Riforma Ssn. Cittadinanzattiva a Schillaci: “Manca confronto vero, si rischiano disuguaglianze”

Riforma Ssn. Cittadinanzattiva a Schillaci: “Manca confronto vero, si rischiano disuguaglianze”

Riforma Ssn. Cittadinanzattiva a Schillaci: “Manca confronto vero, si rischiano disuguaglianze”

La segretaria generale di Cittadinanzattiva Anna Lisa Mandorino in una lettera aperta al ministro della Salute esprime perplessità su orientamento e percorso del ddl Delega, che non ha coinvolto chi vive la sanità ogni giorno. 

Cittadinanzattiva scrive al Ministro della Salute Orazio Schillaci, nella lettera aperta preoccupazione in merito al ddl Delega per la Riforma del Ssn, di recente approvato dal Consiglio dei Ministri, nello specifico per la proposta e il suo percorso.

Per l’organizzazione dei cittadini, il ddl non affronta le cause strutturali della crisi sanitaria che l’Italia sta attraversando.
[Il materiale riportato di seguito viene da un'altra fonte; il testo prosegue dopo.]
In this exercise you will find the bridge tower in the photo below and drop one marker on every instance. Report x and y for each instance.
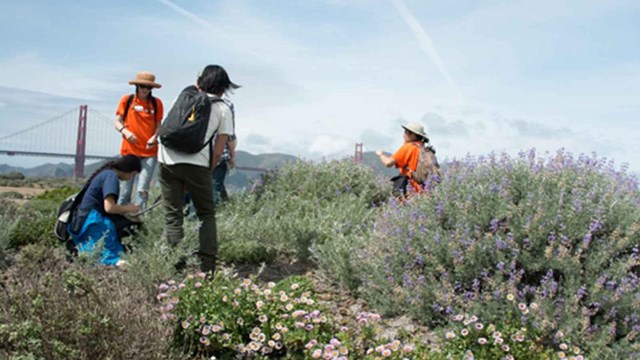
(357, 158)
(81, 143)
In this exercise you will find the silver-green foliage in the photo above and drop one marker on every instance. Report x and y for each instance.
(561, 232)
(298, 208)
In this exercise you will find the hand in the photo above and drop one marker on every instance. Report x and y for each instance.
(153, 141)
(132, 208)
(130, 136)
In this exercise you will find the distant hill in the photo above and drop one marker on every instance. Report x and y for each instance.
(237, 181)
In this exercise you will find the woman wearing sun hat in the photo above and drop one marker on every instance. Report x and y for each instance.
(407, 156)
(138, 119)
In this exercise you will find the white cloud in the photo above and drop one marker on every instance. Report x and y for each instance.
(30, 72)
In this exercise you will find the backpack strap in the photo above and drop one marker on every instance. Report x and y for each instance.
(126, 108)
(154, 105)
(210, 141)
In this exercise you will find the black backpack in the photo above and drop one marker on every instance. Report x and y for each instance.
(185, 127)
(65, 214)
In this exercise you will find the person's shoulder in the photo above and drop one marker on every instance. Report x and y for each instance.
(158, 101)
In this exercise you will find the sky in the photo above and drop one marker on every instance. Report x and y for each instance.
(319, 76)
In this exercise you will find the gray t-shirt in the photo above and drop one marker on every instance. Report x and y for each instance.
(220, 122)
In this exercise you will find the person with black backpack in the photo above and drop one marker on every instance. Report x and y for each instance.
(192, 139)
(138, 120)
(415, 159)
(98, 215)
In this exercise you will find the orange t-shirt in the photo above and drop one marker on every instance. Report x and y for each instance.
(407, 161)
(143, 122)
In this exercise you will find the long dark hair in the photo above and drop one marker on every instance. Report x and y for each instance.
(214, 80)
(127, 163)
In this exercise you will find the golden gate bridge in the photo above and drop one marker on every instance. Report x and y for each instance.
(95, 139)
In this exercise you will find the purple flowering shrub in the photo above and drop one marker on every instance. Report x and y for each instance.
(562, 232)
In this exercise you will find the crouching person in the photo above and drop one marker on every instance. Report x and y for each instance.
(99, 217)
(192, 139)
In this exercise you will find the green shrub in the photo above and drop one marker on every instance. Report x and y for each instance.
(300, 207)
(51, 309)
(33, 228)
(58, 194)
(562, 233)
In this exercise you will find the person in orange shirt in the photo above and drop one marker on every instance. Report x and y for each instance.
(406, 158)
(138, 120)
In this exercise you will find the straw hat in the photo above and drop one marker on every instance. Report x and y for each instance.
(145, 78)
(416, 129)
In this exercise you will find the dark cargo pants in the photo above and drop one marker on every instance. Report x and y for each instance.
(174, 180)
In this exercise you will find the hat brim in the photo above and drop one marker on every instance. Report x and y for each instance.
(414, 132)
(148, 83)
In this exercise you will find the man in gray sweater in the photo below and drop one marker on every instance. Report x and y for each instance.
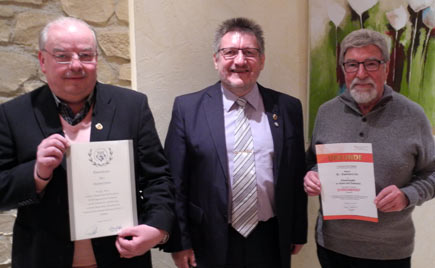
(403, 156)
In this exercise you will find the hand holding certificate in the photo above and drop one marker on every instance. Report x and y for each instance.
(348, 184)
(101, 188)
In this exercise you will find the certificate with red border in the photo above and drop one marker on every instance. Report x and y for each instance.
(348, 181)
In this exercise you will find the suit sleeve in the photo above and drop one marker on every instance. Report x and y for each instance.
(176, 151)
(17, 187)
(155, 185)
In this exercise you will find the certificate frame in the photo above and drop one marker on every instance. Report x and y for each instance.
(346, 173)
(101, 188)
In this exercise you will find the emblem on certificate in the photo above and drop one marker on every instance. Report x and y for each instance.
(348, 182)
(101, 188)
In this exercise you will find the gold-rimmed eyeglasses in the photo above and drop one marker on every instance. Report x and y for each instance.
(369, 65)
(66, 57)
(232, 52)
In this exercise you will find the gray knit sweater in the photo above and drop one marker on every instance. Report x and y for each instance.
(403, 154)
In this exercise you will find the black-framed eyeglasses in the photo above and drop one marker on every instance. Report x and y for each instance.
(232, 52)
(66, 57)
(369, 65)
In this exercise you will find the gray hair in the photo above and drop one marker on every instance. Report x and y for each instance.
(240, 25)
(43, 35)
(362, 38)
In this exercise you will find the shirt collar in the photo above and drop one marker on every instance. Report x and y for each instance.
(58, 101)
(347, 99)
(229, 98)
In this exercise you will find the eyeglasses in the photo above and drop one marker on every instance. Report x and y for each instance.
(232, 52)
(369, 65)
(66, 57)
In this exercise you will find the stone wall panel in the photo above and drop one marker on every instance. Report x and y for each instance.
(28, 26)
(106, 73)
(36, 2)
(5, 31)
(20, 68)
(125, 72)
(96, 11)
(6, 12)
(122, 10)
(114, 43)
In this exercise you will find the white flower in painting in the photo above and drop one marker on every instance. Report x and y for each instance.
(336, 13)
(418, 5)
(361, 6)
(398, 17)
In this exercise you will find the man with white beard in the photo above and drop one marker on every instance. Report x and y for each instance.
(403, 156)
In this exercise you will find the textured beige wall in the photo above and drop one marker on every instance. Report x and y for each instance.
(172, 44)
(21, 21)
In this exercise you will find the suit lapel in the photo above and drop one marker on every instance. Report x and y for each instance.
(213, 109)
(102, 114)
(276, 122)
(45, 110)
(47, 116)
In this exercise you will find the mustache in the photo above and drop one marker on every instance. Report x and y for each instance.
(367, 80)
(71, 74)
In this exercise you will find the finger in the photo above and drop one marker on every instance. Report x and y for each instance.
(58, 142)
(192, 260)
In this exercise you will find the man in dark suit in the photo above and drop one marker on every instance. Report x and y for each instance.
(236, 152)
(38, 127)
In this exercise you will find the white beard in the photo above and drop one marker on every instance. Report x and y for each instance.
(364, 96)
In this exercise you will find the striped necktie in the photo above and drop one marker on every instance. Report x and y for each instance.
(244, 187)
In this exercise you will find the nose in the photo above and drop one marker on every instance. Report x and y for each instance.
(75, 64)
(240, 58)
(362, 72)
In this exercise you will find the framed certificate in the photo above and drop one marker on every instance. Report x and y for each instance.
(101, 188)
(348, 182)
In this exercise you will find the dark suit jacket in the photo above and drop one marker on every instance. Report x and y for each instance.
(41, 232)
(196, 150)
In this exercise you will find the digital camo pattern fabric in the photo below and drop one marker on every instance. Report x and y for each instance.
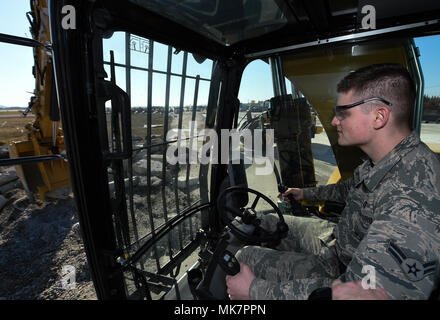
(391, 222)
(303, 261)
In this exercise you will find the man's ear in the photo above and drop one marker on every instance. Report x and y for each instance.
(382, 115)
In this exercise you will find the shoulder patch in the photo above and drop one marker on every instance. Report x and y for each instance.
(413, 269)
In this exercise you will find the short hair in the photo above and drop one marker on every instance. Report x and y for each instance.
(390, 81)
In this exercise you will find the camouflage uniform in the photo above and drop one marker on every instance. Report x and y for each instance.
(391, 222)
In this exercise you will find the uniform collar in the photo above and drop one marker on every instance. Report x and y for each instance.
(373, 175)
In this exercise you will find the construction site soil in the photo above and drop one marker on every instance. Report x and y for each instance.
(40, 245)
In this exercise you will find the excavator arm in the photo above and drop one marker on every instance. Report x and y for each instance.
(44, 135)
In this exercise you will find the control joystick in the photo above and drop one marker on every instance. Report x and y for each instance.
(229, 263)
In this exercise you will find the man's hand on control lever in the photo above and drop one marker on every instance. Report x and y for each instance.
(297, 194)
(238, 285)
(355, 291)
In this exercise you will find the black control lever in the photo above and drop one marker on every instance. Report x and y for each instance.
(229, 263)
(297, 208)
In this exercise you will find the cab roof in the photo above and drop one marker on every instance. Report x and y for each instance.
(258, 27)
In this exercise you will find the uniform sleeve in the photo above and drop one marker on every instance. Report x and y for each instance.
(400, 251)
(335, 192)
(288, 290)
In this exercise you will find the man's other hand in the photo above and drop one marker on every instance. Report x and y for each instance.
(355, 291)
(297, 194)
(238, 285)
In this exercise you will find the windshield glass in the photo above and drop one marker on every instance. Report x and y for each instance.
(221, 20)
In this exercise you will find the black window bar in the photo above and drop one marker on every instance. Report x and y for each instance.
(190, 225)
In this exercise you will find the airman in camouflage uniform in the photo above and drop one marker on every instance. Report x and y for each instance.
(391, 224)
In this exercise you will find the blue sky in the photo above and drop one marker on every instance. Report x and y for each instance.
(17, 82)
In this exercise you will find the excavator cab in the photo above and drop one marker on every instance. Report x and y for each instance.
(169, 170)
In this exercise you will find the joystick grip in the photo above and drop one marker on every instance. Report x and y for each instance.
(229, 263)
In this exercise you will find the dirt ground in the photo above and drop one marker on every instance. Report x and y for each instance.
(40, 245)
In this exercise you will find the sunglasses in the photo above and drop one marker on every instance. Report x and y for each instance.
(339, 110)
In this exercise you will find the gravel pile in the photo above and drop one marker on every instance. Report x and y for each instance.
(41, 251)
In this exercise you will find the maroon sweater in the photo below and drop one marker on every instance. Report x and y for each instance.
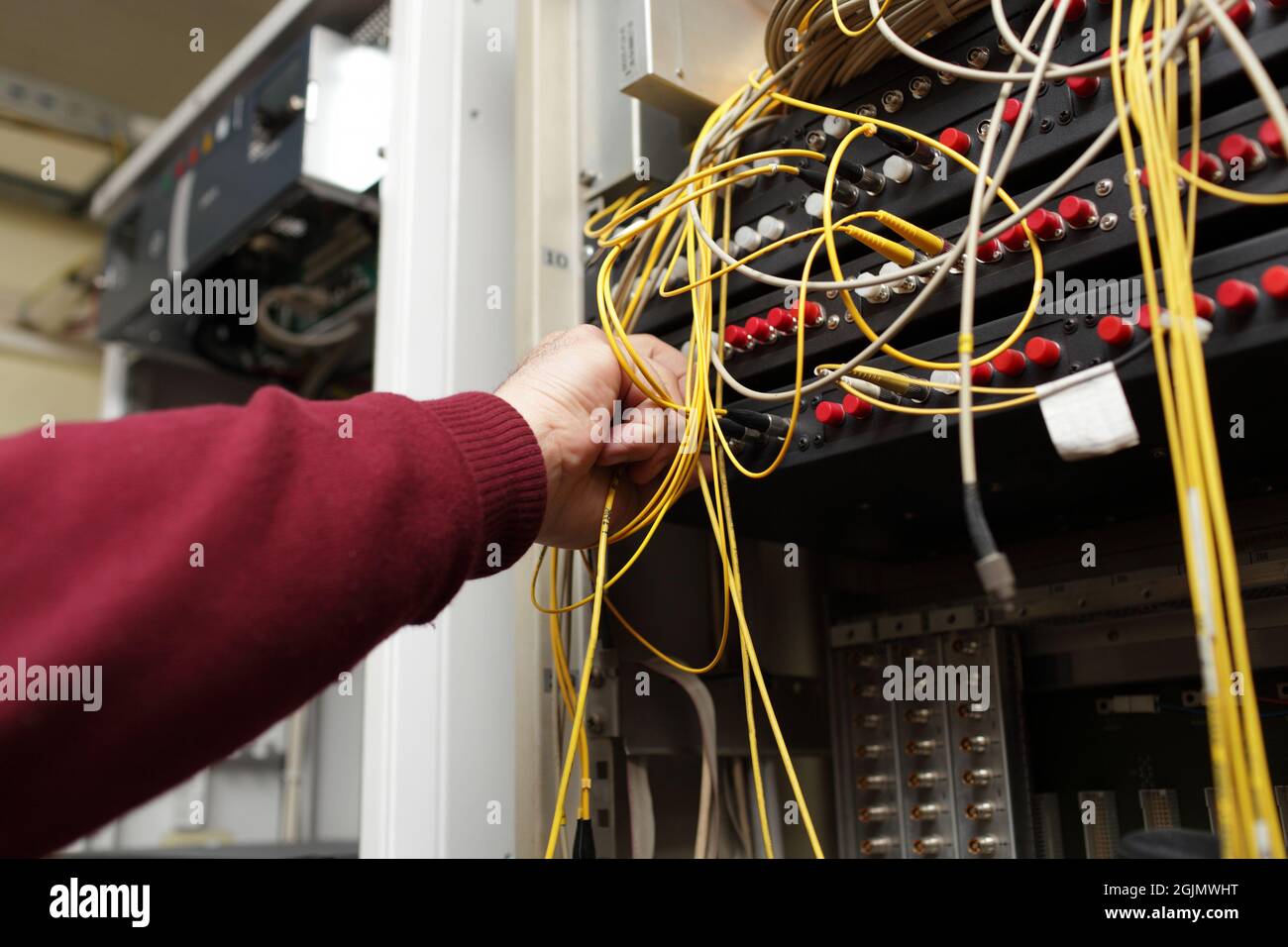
(314, 547)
Sembra, si legge, che si concentri troppo sulla centralità degli ospedali, specie quelle strutture che già ad oggi sono un’eccellenza. “Rafforzare ulteriormente ciò che già funziona, senza un piano chiaro e vincolante per sostenere con interventi mirati le strutture in maggiore difficoltà, rischia di ampliare le disuguaglianze, piuttosto che ridurle – dichiara Anna Lisa Mandorino, segretaria generale di Cittadinanzattiva – I divari si colmano investendo prioritariamente negli ospedali e nei servizi dei territori più fragili, assicurandovi standard di qualità, sicurezza, dotazioni e personale adeguati”.

Invece, si legge ancora, si evidenziano delle lacune nelle strategie di risposta all’invecchiamento della popolazione e al conseguente aumento di cronicità e bisogni socio-sanitari. “Poco chiaro”, secondo Cittadinanzattiva, anche il collegamento tra riforma degli ospedali e riforma del territorio.
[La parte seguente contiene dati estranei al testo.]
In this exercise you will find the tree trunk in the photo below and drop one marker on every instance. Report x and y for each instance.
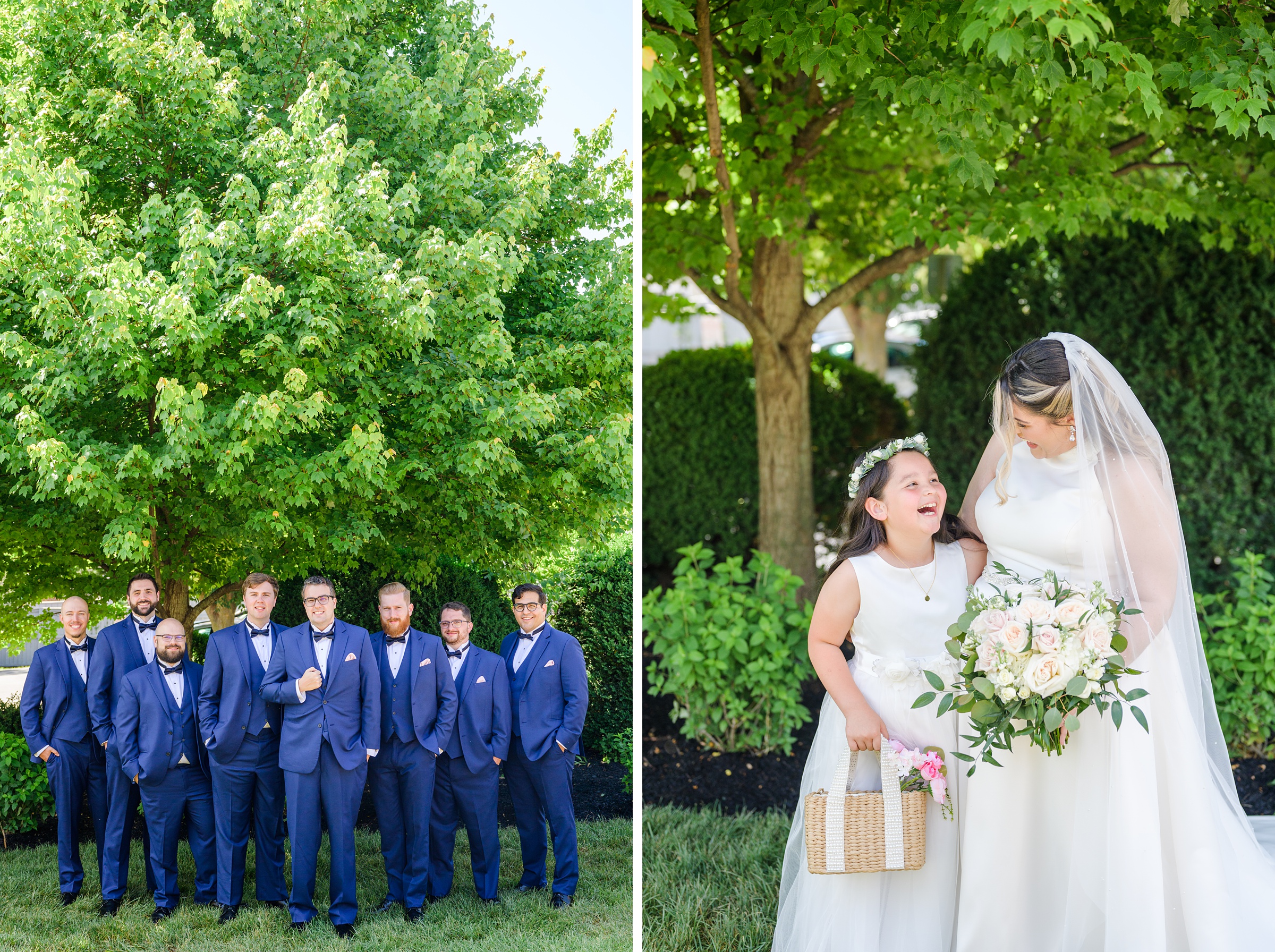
(781, 359)
(869, 329)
Preoccupa anche il percorso che ha svolto la proposta, o meglio quello che non ha svolto. Cittadinanzattiva lamenta la mancata condivisione del testo con gli attori sociali, le organizzazioni di pazienti e gli stessi professionisti sanitari. “Riformare un pilastro del welfare come il SSN senza un confronto aperto e partecipato – sottolinea Mandorino – rischia di indebolire la legittimità e l’efficacia stessa dell’intervento, alimentando la diffidenza crescente che allontana i cittadini dalle istituzioni. A ciò si aggiunge che il testo, nella sua attuale formulazione, appare privo di un perimetro ben definito di criteri e princìpi direttivi che possano orientare in modo chiaro il successivo iter parlamentare e i decreti legislativi attuativi”.
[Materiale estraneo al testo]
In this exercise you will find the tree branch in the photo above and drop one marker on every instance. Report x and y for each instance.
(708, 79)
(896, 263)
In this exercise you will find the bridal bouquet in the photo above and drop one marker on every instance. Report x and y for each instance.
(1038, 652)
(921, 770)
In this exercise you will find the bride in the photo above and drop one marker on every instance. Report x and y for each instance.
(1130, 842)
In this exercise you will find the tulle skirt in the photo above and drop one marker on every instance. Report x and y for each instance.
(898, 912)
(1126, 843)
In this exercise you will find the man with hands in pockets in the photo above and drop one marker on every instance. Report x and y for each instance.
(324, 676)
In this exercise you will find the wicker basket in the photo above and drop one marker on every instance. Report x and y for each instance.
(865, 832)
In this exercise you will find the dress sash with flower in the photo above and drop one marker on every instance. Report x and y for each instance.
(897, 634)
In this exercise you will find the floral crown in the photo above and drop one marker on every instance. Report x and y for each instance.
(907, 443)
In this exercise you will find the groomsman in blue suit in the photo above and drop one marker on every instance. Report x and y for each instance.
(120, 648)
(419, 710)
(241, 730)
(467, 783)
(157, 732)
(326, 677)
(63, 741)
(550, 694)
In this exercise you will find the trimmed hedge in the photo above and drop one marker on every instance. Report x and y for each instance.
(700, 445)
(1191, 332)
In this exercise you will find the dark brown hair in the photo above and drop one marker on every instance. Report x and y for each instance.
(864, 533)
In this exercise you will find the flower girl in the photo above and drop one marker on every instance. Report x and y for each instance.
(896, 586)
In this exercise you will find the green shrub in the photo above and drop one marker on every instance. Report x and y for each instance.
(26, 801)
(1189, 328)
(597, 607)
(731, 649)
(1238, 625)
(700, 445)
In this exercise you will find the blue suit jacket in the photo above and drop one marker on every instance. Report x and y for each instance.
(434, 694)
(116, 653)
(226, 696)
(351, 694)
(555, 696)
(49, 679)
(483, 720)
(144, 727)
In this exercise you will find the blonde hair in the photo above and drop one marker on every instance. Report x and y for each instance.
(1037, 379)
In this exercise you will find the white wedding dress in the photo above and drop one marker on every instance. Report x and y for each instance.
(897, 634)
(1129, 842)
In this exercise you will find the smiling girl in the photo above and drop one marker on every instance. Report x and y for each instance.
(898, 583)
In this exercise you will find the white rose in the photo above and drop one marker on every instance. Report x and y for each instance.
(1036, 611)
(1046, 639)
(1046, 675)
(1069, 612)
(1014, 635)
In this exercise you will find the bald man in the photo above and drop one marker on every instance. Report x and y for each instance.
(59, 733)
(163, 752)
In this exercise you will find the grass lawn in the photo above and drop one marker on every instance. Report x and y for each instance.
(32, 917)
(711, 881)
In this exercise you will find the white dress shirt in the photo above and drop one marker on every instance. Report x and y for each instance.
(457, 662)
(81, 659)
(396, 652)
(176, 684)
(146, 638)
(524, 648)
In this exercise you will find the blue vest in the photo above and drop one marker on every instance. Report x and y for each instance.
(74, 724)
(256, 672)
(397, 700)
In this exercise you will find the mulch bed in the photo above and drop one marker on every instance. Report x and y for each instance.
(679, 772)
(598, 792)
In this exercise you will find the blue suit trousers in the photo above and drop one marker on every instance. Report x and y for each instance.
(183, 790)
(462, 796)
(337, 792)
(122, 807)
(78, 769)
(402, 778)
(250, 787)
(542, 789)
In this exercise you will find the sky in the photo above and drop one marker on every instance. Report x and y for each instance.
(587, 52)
L’organizzazione, tramite le parole di Mandorino, fa un appello per una fase di confronto e coinvolgimento che non sia meramente consultiva; al fine di valorizzare il punto di vista di chi lavora in e per la sanità. Cittadinanzattiva ribadisce, infine, la propria piena disponibilità a contribuire al percorso, con l’auspicio che la riforma sia improntata a princìpi di trasparenza, responsabilità e partecipazione.